(Photo Credit: Jae C. Hong/AP)
Although it appears as if the Cubs are amid an unwelcomed offensive cold spell at the worst possible time, the Dodgers put together perhaps their best overall performance of the postseason in Game 3 on Tuesday, defeating Chicago 6-0 and taking a bit of control of the NLCS with two games still to be played in Los Angeles.
Veteran lefty Rich Hill allowed only two hits through six innings to beat last year’s Cy Young Award winner Jake Arrieta, Yasmani Grandal hit a two-run homer in the fourth inning, and Justin Turner added a solo shot in the sixth inning to lead the Dodgers, who seemed to be firing on all cylinders in their first home game of the series.
Rookie outfielder Andrew Toles started off the scoring for Los Angeles after ripping a single to right in the third inning.
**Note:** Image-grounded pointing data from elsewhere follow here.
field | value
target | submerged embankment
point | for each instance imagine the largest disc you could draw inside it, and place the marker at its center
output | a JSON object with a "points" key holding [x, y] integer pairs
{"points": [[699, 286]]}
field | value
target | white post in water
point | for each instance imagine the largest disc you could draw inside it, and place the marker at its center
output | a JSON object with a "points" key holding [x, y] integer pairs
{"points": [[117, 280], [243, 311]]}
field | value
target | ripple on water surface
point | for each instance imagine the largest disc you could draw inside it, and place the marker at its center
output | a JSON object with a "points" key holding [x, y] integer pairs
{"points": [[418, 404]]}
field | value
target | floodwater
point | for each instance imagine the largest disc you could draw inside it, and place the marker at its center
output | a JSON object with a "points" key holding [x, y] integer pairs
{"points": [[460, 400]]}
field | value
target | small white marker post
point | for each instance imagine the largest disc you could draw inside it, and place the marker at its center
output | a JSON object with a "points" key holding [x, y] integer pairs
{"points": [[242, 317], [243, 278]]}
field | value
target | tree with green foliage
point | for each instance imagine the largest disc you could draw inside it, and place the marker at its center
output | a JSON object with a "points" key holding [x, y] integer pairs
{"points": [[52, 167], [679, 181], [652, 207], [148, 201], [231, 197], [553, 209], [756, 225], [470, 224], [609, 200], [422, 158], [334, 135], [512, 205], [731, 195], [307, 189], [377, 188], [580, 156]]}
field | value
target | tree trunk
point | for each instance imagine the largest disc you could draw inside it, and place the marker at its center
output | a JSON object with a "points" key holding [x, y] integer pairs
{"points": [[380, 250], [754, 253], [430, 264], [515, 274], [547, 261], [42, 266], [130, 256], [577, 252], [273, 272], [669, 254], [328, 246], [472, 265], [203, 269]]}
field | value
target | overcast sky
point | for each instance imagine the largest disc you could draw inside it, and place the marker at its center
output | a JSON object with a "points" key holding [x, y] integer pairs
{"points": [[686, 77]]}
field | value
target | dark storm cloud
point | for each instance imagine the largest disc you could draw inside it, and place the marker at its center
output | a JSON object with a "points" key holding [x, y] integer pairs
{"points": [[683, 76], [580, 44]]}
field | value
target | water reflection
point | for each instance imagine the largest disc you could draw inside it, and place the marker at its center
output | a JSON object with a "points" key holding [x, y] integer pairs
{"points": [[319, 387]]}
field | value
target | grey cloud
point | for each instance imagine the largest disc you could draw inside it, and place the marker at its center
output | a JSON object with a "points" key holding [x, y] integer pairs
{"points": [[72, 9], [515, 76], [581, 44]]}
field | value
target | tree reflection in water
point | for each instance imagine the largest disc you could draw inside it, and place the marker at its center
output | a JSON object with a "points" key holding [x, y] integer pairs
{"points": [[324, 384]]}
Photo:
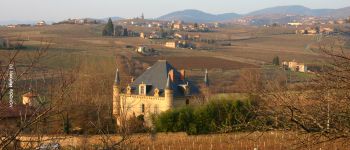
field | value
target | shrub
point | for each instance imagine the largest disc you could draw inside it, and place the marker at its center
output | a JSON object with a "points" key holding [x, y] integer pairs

Rookie shortstop Corey Seager drove in Toles, and ended his night and his recent cold spell by going 3-for-4 with three singles and one RBI. Closer Kenley Jansen threw 1-1/3 shutout innings to seal the victory for the Dodgers.
Los Angeles hopes to ride its current wave of momentum into Game 4 on Wednesday, as the squad will send 20-year-old rookie lefty Julio Urias to the bump. With the starting nod, Urías will become the youngest pitcher in MLB history to start a contest in the playoffs.
The Cubs will counter with 37-year-old righty John Lackey, who will be making his 22nd career postseason start, tied for sixth all-time in the record books. Lackey struggled in his last start against the Giants in Game 4 of the NLDS, lasting only four innings and 74 pitches while giving up seven hits and three runs.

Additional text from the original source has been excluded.